Bring Your Own Device (BYOD) is a phrase used to describe the act of employees bringing mobile technology with them into the corporate IT environment. While there are both advocates and opponents of the phenomenon, everyone can agree on one thing: if you’re going to utilize BYOD, you must have procedures and protocols in place to maintain the security and integrity of all data. The following are strategies that an IT department can implement if BYOD is introduced into the company.
- Manage passwords: User-generated passwords should not be utilized for BYOD. Instead, IT departments should ensure that strong passwords are being used, just as they would ensure with laptops or desktop computers.
- Establish BYOD policies: With BYOD policies, companies can provide their task force the necessary access and connectivity that BYOD allows, but also reduce the risk of a security breach. This could include a list of acceptable devices and operating systems.

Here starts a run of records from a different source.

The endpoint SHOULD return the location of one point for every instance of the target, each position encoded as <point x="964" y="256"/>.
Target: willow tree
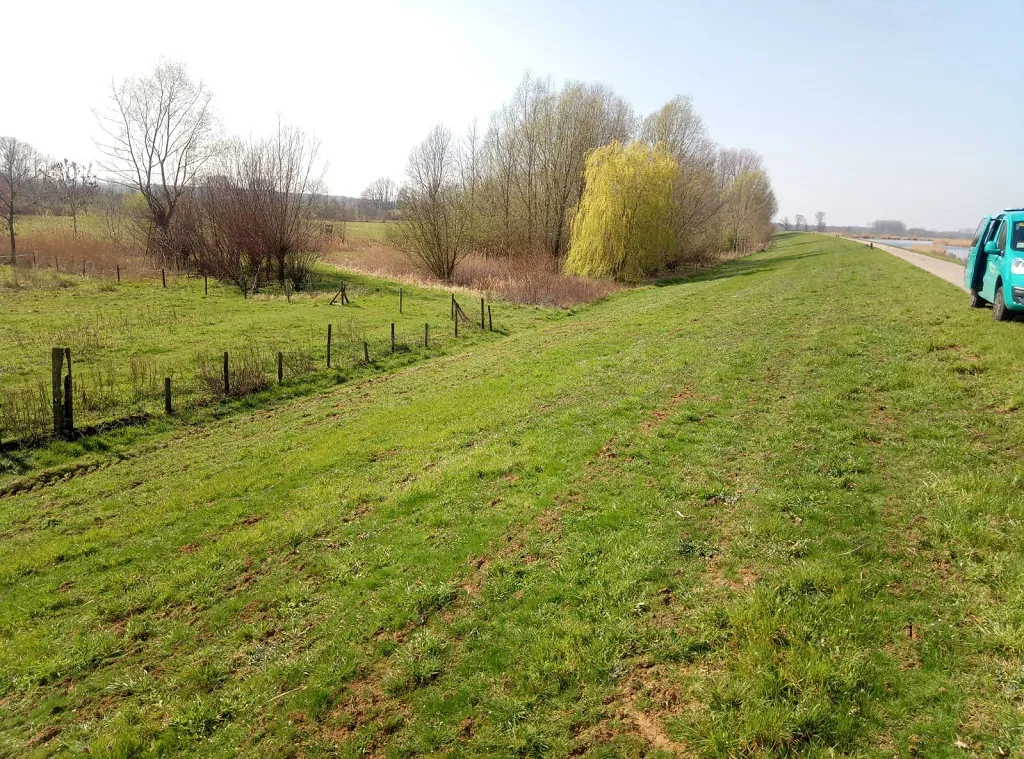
<point x="624" y="224"/>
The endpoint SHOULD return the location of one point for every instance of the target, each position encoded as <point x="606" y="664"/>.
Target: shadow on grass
<point x="739" y="267"/>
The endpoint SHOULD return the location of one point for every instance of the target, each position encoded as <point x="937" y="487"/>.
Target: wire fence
<point x="91" y="397"/>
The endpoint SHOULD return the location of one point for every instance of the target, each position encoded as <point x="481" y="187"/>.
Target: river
<point x="961" y="253"/>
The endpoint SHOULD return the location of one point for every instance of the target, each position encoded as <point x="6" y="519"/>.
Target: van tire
<point x="999" y="310"/>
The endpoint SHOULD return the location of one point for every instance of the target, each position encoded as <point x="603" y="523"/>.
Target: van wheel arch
<point x="999" y="310"/>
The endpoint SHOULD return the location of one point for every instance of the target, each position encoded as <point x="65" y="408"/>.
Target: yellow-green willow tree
<point x="623" y="226"/>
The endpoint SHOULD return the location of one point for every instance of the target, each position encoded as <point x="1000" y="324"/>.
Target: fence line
<point x="97" y="394"/>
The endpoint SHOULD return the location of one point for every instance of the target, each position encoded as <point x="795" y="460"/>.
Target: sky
<point x="862" y="110"/>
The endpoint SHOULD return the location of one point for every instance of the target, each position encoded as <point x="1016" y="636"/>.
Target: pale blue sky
<point x="896" y="110"/>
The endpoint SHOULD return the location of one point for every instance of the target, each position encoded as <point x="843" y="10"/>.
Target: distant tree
<point x="750" y="201"/>
<point x="159" y="136"/>
<point x="380" y="196"/>
<point x="889" y="226"/>
<point x="74" y="185"/>
<point x="19" y="167"/>
<point x="624" y="225"/>
<point x="256" y="212"/>
<point x="434" y="228"/>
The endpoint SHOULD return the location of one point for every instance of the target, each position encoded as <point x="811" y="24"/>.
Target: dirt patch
<point x="646" y="698"/>
<point x="667" y="411"/>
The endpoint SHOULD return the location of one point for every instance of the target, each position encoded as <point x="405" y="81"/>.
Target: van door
<point x="993" y="262"/>
<point x="974" y="270"/>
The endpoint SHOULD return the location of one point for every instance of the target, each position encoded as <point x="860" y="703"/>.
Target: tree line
<point x="556" y="168"/>
<point x="559" y="167"/>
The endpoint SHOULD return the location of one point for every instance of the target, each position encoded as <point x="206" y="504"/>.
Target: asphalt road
<point x="951" y="272"/>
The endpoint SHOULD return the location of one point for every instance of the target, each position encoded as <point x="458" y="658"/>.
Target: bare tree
<point x="380" y="194"/>
<point x="19" y="167"/>
<point x="159" y="136"/>
<point x="434" y="226"/>
<point x="255" y="212"/>
<point x="75" y="185"/>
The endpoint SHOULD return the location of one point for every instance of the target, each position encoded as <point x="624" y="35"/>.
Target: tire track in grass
<point x="107" y="481"/>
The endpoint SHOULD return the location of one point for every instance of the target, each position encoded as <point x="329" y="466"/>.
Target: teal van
<point x="994" y="270"/>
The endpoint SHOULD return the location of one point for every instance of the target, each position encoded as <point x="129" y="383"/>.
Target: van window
<point x="977" y="235"/>
<point x="1017" y="241"/>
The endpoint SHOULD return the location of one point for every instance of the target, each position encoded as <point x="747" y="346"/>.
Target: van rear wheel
<point x="999" y="310"/>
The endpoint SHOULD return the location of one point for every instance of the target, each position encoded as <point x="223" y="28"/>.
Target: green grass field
<point x="125" y="338"/>
<point x="767" y="511"/>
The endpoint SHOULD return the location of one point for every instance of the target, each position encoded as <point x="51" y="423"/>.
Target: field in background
<point x="762" y="511"/>
<point x="126" y="338"/>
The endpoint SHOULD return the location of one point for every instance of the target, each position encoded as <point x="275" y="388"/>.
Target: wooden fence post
<point x="69" y="397"/>
<point x="56" y="369"/>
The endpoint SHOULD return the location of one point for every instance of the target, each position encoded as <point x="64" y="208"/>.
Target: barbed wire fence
<point x="81" y="401"/>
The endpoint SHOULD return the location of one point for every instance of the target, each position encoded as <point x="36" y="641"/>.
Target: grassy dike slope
<point x="773" y="510"/>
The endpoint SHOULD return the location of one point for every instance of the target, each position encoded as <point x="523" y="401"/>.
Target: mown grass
<point x="126" y="337"/>
<point x="760" y="512"/>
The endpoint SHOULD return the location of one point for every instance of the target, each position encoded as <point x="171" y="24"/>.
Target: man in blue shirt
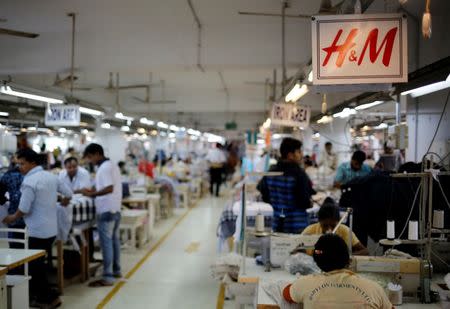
<point x="37" y="207"/>
<point x="10" y="182"/>
<point x="347" y="171"/>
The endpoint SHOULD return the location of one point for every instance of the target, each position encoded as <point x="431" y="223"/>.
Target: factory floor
<point x="172" y="270"/>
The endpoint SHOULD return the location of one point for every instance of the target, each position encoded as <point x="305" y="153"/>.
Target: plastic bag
<point x="275" y="291"/>
<point x="301" y="263"/>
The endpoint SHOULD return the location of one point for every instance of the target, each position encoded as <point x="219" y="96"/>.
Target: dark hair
<point x="359" y="156"/>
<point x="331" y="253"/>
<point x="289" y="145"/>
<point x="70" y="159"/>
<point x="328" y="211"/>
<point x="28" y="155"/>
<point x="93" y="149"/>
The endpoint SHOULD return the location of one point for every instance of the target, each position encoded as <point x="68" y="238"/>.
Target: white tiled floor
<point x="171" y="276"/>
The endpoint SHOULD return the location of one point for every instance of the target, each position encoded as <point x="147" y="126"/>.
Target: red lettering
<point x="341" y="49"/>
<point x="371" y="41"/>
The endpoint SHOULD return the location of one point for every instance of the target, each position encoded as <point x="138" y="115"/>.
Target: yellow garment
<point x="342" y="231"/>
<point x="339" y="289"/>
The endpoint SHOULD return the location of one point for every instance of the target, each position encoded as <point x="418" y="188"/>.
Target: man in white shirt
<point x="74" y="176"/>
<point x="217" y="160"/>
<point x="38" y="208"/>
<point x="108" y="200"/>
<point x="328" y="158"/>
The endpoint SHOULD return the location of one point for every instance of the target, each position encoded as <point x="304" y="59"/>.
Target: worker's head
<point x="328" y="217"/>
<point x="27" y="159"/>
<point x="358" y="158"/>
<point x="94" y="153"/>
<point x="328" y="147"/>
<point x="331" y="253"/>
<point x="291" y="150"/>
<point x="71" y="166"/>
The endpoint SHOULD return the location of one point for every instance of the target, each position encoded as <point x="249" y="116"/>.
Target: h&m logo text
<point x="371" y="43"/>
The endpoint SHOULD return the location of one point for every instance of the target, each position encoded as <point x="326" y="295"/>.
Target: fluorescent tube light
<point x="123" y="117"/>
<point x="345" y="113"/>
<point x="325" y="119"/>
<point x="90" y="111"/>
<point x="381" y="126"/>
<point x="174" y="128"/>
<point x="146" y="121"/>
<point x="7" y="90"/>
<point x="162" y="125"/>
<point x="368" y="105"/>
<point x="420" y="91"/>
<point x="194" y="132"/>
<point x="296" y="93"/>
<point x="310" y="77"/>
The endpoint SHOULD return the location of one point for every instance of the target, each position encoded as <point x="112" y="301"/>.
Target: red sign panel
<point x="358" y="49"/>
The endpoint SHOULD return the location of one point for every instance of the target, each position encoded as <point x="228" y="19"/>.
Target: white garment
<point x="216" y="156"/>
<point x="80" y="181"/>
<point x="108" y="174"/>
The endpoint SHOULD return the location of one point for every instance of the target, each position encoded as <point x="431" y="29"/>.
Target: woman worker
<point x="328" y="219"/>
<point x="336" y="287"/>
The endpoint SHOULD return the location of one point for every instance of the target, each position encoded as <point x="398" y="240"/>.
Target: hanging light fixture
<point x="426" y="21"/>
<point x="324" y="103"/>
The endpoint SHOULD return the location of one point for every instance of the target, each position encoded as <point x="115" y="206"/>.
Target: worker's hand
<point x="65" y="201"/>
<point x="9" y="219"/>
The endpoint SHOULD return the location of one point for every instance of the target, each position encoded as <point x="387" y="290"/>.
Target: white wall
<point x="114" y="143"/>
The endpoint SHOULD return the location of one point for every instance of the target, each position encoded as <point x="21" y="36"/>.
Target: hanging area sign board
<point x="290" y="115"/>
<point x="62" y="115"/>
<point x="359" y="49"/>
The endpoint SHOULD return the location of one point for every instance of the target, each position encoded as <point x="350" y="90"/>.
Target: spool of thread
<point x="259" y="223"/>
<point x="413" y="230"/>
<point x="390" y="230"/>
<point x="395" y="293"/>
<point x="438" y="219"/>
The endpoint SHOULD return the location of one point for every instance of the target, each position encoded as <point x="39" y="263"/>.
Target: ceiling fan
<point x="22" y="34"/>
<point x="147" y="98"/>
<point x="326" y="8"/>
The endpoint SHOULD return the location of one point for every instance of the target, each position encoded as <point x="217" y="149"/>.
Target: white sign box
<point x="62" y="115"/>
<point x="290" y="115"/>
<point x="359" y="49"/>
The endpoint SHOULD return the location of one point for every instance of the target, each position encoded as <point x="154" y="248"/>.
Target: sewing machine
<point x="412" y="274"/>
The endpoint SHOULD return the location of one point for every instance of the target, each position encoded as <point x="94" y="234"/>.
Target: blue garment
<point x="38" y="202"/>
<point x="108" y="231"/>
<point x="345" y="173"/>
<point x="12" y="180"/>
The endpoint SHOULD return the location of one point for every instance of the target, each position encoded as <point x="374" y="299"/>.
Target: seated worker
<point x="350" y="170"/>
<point x="328" y="219"/>
<point x="75" y="177"/>
<point x="289" y="195"/>
<point x="336" y="287"/>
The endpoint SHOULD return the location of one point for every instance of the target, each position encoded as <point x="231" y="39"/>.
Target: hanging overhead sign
<point x="62" y="115"/>
<point x="290" y="115"/>
<point x="359" y="49"/>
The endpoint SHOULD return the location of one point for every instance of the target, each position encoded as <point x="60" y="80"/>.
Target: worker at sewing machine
<point x="290" y="194"/>
<point x="336" y="286"/>
<point x="329" y="217"/>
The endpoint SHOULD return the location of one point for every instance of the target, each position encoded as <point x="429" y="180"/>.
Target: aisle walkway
<point x="178" y="272"/>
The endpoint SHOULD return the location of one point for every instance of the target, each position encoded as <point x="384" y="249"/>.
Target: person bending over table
<point x="336" y="287"/>
<point x="108" y="200"/>
<point x="75" y="176"/>
<point x="38" y="208"/>
<point x="329" y="217"/>
<point x="347" y="171"/>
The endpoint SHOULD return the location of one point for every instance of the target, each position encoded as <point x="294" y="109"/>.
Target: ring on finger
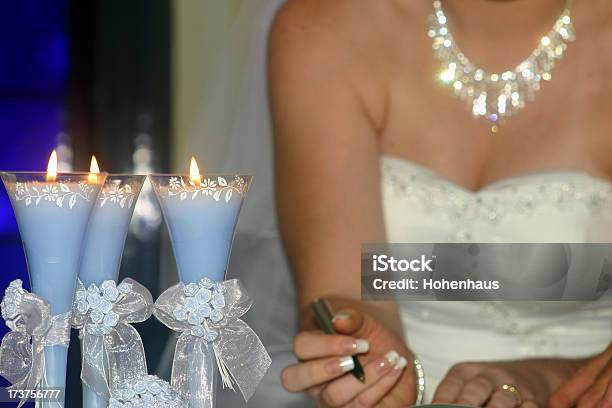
<point x="515" y="392"/>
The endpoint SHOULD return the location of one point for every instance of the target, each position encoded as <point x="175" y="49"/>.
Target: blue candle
<point x="201" y="215"/>
<point x="201" y="220"/>
<point x="104" y="242"/>
<point x="52" y="218"/>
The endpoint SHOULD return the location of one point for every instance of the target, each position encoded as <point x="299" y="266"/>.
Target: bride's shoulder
<point x="344" y="24"/>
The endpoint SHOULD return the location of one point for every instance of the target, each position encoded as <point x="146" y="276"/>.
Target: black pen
<point x="324" y="319"/>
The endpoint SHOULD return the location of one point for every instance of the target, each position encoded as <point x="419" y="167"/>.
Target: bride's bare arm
<point x="329" y="204"/>
<point x="326" y="154"/>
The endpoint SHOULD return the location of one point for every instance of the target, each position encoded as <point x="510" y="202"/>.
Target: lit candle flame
<point x="94" y="170"/>
<point x="194" y="172"/>
<point x="52" y="167"/>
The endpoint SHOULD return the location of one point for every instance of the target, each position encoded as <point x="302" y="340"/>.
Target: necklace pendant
<point x="497" y="96"/>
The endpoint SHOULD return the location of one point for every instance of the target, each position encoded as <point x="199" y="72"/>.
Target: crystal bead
<point x="82" y="307"/>
<point x="195" y="318"/>
<point x="197" y="331"/>
<point x="140" y="387"/>
<point x="111" y="293"/>
<point x="124" y="287"/>
<point x="96" y="316"/>
<point x="190" y="289"/>
<point x="107" y="284"/>
<point x="211" y="335"/>
<point x="94" y="300"/>
<point x="218" y="301"/>
<point x="190" y="304"/>
<point x="9" y="311"/>
<point x="105" y="306"/>
<point x="111" y="319"/>
<point x="80" y="295"/>
<point x="204" y="310"/>
<point x="154" y="388"/>
<point x="180" y="313"/>
<point x="203" y="296"/>
<point x="206" y="283"/>
<point x="216" y="315"/>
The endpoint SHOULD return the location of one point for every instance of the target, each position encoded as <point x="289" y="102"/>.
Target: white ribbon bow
<point x="112" y="351"/>
<point x="207" y="315"/>
<point x="22" y="358"/>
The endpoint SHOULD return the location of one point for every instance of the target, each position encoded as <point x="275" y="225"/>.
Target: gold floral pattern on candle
<point x="213" y="187"/>
<point x="58" y="193"/>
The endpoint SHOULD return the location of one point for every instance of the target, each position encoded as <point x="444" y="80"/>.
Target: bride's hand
<point x="591" y="386"/>
<point x="323" y="370"/>
<point x="522" y="383"/>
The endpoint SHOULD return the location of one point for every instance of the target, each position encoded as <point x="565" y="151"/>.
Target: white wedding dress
<point x="421" y="205"/>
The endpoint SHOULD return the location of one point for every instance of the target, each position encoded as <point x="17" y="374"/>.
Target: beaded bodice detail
<point x="494" y="212"/>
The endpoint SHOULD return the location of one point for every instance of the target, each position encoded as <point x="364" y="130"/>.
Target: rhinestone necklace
<point x="497" y="96"/>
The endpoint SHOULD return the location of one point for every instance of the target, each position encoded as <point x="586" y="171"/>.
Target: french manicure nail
<point x="361" y="346"/>
<point x="347" y="364"/>
<point x="392" y="357"/>
<point x="401" y="363"/>
<point x="341" y="316"/>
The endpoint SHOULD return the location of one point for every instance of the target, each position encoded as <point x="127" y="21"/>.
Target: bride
<point x="441" y="121"/>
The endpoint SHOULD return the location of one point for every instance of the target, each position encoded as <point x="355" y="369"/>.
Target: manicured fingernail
<point x="347" y="364"/>
<point x="361" y="346"/>
<point x="392" y="357"/>
<point x="340" y="316"/>
<point x="401" y="363"/>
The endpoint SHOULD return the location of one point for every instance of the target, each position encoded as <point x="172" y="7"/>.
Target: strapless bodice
<point x="421" y="205"/>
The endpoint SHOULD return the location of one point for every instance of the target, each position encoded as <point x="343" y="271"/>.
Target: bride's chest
<point x="422" y="206"/>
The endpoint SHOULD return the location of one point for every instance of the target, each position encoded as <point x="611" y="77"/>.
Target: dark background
<point x="87" y="77"/>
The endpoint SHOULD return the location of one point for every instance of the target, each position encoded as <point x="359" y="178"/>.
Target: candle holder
<point x="109" y="359"/>
<point x="52" y="217"/>
<point x="201" y="216"/>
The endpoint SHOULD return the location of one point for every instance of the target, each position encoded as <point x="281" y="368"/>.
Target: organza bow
<point x="22" y="358"/>
<point x="208" y="316"/>
<point x="112" y="350"/>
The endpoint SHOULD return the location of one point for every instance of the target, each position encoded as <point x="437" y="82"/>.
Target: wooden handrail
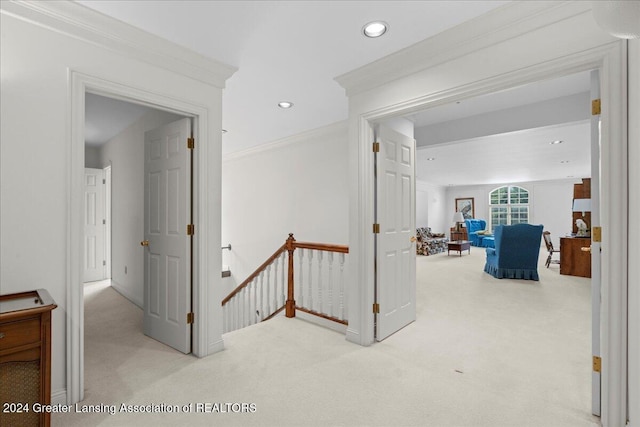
<point x="290" y="304"/>
<point x="255" y="274"/>
<point x="323" y="247"/>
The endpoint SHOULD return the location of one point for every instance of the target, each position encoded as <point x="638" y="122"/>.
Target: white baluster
<point x="268" y="301"/>
<point x="320" y="256"/>
<point x="300" y="281"/>
<point x="342" y="314"/>
<point x="330" y="290"/>
<point x="274" y="303"/>
<point x="310" y="307"/>
<point x="284" y="257"/>
<point x="275" y="283"/>
<point x="261" y="299"/>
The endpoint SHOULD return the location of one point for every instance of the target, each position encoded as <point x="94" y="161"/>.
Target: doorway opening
<point x="465" y="151"/>
<point x="81" y="85"/>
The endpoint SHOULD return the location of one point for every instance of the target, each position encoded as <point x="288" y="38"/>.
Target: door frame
<point x="610" y="60"/>
<point x="80" y="83"/>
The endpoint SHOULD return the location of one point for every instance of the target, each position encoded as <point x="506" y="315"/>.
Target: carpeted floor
<point x="482" y="352"/>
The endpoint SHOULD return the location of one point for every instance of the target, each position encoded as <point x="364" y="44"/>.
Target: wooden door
<point x="94" y="226"/>
<point x="395" y="243"/>
<point x="167" y="214"/>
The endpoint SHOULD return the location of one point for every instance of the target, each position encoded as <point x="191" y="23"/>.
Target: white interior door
<point x="94" y="226"/>
<point x="167" y="213"/>
<point x="395" y="246"/>
<point x="595" y="246"/>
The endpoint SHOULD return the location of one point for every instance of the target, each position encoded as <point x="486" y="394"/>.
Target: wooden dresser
<point x="459" y="235"/>
<point x="25" y="357"/>
<point x="573" y="260"/>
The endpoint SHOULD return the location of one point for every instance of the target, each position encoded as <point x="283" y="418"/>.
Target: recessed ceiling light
<point x="375" y="29"/>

- Determine steps for stolen devices: If a device with any company information on it is lost or stolen, it’s important that employees know the correct actions to take to ensure company information isn’t compromised. Publish these as part of your BYOD policies.
- Specify application use: Use application control strategies, and make sure your BYOD policies includes specific applications that are unacceptable, as well as those that are.
- Access controls: Companies should enforce minimal access controls, and deny all applications, devices, and users, except for those that have been approved.
BYOD is here to stay, and research shows that by 2014, 80% of professionals will use at least two personal devices to access corporate systems and data. Establishing a BYOD policy now will ensure that when the time comes for your company to integrate BYOD into its IT plan, employees and IT professionals alike will be prepared.